We hereby provide our response to the letter by Alicandri-Ciufelli et al. about our recent paper on Gamma Knife radiosurgery for VS.

First, the observation that censoring was not applied to our retreatment-free Kaplan-Meier curve (our Fig. 3B) is unfounded. The censoring of patients who dropped out of the study was considered, and it is reported in the curve as very small vertical tick-marks interspersed on the plot. Their density and small dimension may require some magnifying by attentive readers.

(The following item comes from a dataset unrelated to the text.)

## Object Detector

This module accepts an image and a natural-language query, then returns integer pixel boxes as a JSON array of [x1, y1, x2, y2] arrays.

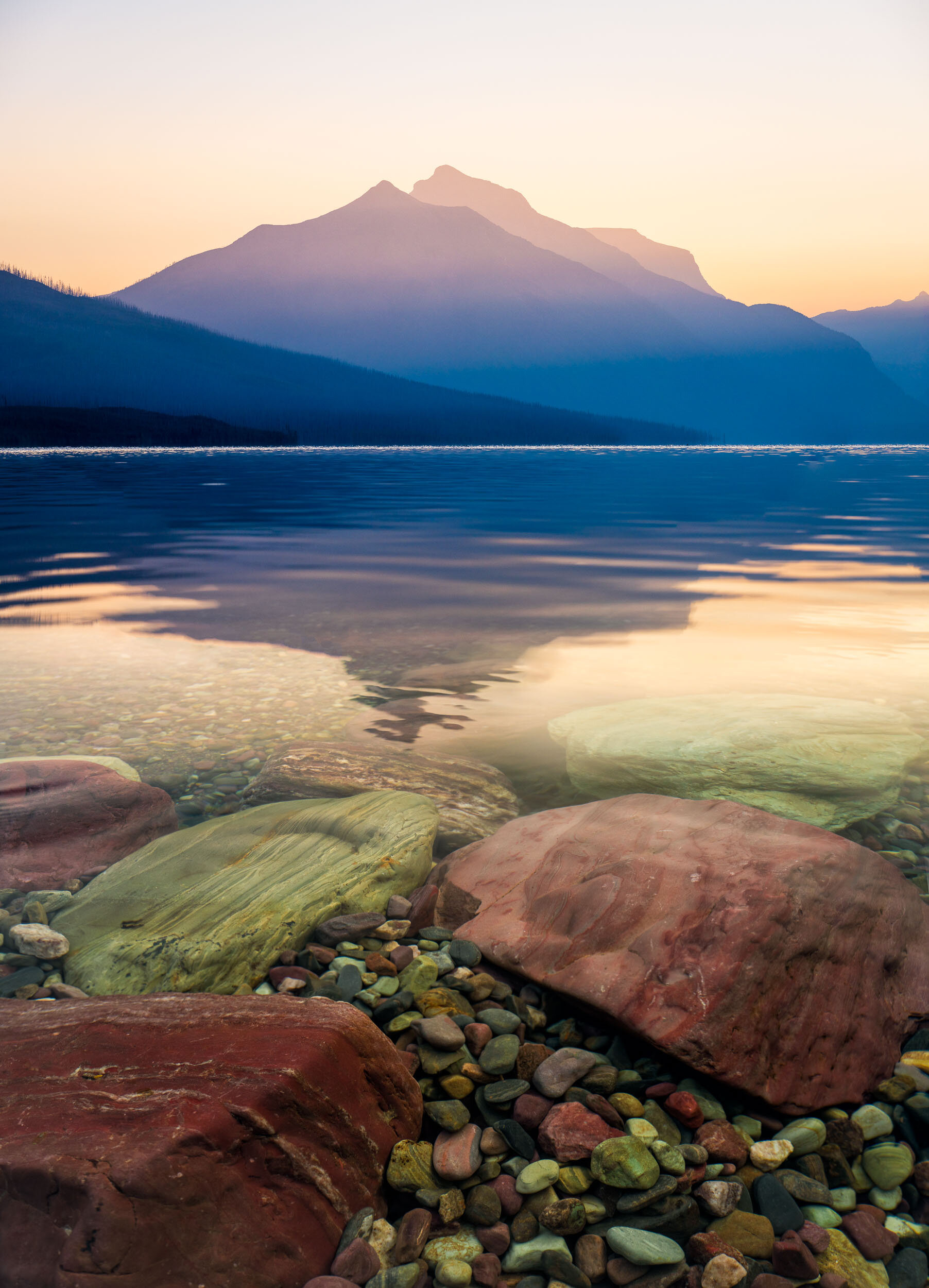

Had we actually done no censoring, we would have applied logistic regression instead of survival analysis, to benefit from some well-known possible advantages of it. Otherwise, considering dropout patients as “survivors” would be a trivial error. With respect to this issue, Alicandri-Ciufelli et al. offer an explanation of the shape of our Kaplan-Meier curve (Fig. 3B) that stems from the alleged occurrence of such a severe bias. Because this bias did not occur, this interpretation of the curve shape is itself biased. Actually, the Kaplan-Meier curve shows the failure timing, and particularly pinpoints that failures were clustered in the first 48 months after Gamma Knife radiosurgery treatment.

The statement that we obtained a 97.1% rate of tumor control with a mean follow-up of 68.3 months and for a maximum period of observation of 156 months does not correspond to any data reported in our manuscript. The value of 97.1% of tumor control was obtained over a series of 379 patients with a mean follow-up of 75.7 months, not 68.3 months. The 68.3 months value was reported for the 219 patients in the subgroup in which complete radiological volumetric MRI follow-up was obtained using the 'Gamma-plan' software.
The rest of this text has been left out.